11.2  In a letter of 15 October depositing the Framework Agreement, the Minister for Europe (Mr David Lidington) explained that there had been concern within the Council that the Framework Agreement could potentially breach the requirement for the Commission and the European Parliament to act within the limits of the powers conferred upon them by the Lisbon Treaty. As a consequence, there had been discussion as to whether the Council should issue an official declaration noting its intention to monitor the operation of the Framework Agreement and reserving its right to bring a legal challenge before the Court of Justice at a later date, if it considered that either or both institutions had applied the Framework Agreement in a way contrary to the Treaties. The Minister added that he was personally extremely concerned about any potential undermining of the inter-institutional balance arising from the Framework Agreement. Accordingly, the UK had been in the forefront of pushing within the Council for a robustly worded declaration in response to the Agreement.

11.3  We asked the Minister to deposit the declaration in due course, together with a more detailed explanation of the provisions to which the Council objects, the basis of the objection, the implications of those provisions for the inter-institutional balance; and also with his view of the likelihood of the Council bringing an action before the Court of Justice to annul an act of the Commission or European Parliament performed as a consequence of the Framework Agreement.

The Government's view

11.4  The Minister wrote on 21 December to apologise for not depositing the Council declaration earlier. In an Explanatory Memorandum of the same date, with a copy of the declaration (dated 23 October) annexed to it, the Minister explains that the 2010 Framework Agreement differs from the previous Agreement in four key respects:

"International relations: Provisions on sharing information around international negotiations and the requirement for the Commission to take due note of the Parliament's opinion (item 9, 19, 25 and annex 3). Point 21 stipulates that the Commission will facilitate the participation of Parliament in relevant meeting before and after negotiations.

"Legislation: Item 13a and parts of annex 1 provide the Parliament with access to meeting of national experts and a role in implementing legislation. Items 31 and 33 also amend the legislative procedure giving Parliament a greater say over amendments. The agreement also provides for Parliamentary involvement in non-binding initiatives of the Commission (item 36).

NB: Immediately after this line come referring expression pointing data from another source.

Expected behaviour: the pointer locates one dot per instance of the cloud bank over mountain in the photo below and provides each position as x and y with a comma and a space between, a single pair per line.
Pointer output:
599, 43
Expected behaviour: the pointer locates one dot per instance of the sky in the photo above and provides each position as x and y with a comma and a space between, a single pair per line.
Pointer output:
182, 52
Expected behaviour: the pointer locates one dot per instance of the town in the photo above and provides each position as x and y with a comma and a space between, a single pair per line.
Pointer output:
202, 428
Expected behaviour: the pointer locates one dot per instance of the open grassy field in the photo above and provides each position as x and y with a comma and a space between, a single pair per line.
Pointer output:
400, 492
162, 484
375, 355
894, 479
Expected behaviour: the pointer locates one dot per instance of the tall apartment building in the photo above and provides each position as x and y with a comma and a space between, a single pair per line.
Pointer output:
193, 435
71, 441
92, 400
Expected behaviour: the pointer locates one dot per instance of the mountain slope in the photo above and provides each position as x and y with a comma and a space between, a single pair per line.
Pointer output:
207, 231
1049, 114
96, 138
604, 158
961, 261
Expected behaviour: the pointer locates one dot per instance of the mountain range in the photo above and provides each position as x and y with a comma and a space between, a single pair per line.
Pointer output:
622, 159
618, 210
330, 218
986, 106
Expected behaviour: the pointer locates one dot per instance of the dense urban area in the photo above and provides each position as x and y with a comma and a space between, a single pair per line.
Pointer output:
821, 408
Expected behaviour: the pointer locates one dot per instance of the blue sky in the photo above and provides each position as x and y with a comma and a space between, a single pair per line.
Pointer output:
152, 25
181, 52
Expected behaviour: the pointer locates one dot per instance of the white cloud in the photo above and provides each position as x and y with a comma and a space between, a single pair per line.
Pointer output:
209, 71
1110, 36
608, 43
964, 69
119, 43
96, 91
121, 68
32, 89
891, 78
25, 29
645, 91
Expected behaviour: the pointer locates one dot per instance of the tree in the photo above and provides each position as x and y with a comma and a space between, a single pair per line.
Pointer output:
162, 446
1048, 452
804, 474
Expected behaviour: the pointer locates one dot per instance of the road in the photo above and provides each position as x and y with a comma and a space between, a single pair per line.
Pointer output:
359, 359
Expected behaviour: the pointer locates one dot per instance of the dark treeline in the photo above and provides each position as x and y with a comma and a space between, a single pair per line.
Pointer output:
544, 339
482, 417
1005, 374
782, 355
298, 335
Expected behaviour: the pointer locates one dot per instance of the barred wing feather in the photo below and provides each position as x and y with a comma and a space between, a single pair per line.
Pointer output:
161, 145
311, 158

"Information: Requiring the Commission to forward certain confidential information to the Parliament (item 18 and annex 2). The agreement supports the Commission providing the Parliament with information on infraction proceedings in Member States (item 36).

"Appointments. It provides powers for the Parliament to hold hearings for the appointment of Executive Directors of regulatory agencies (item 26), and gives the Parliament the right to demand the resignation of individual Commissioners (items 3, 4 and 5). If the President of the Commission refuses, he will have to explain to the Parliament why he has done so."

11.5  He explains that the Council expressed concern in the declaration at the level of information that the agreement suggests will be shared with the European Parliament and the role that the European Parliament may gain in international relations. For example, the provision by the Commission to the European Parliament of a summary of its infraction proceedings against the Member States "is possibly outside the Treaties". The Council is concerned that this may undermine the confidence of conversations between the Commission and Member States on infractions. There is also some concern that the commitment of the Commission to take account of the European Parliament's amendments during the legislative process restricts the Commission's autonomy.

11.6  However, whilst the Government believes that the Framework Agreement has the capacity to threaten the inter-institutional balance in these areas, it does not itself violate it. The Council has noted in the declaration its intention to monitor the operation of the Framework Agreement and warned that it would bring a legal challenge before the Court of Justice if it considers that any act or action of the European Parliament or of the Commission based on the Agreement would have an effect contrary to the interests of the Council and the prerogatives conferred upon it by the Treaties.


11.7  We thank the Minister for this update and clear the document from scrutiny.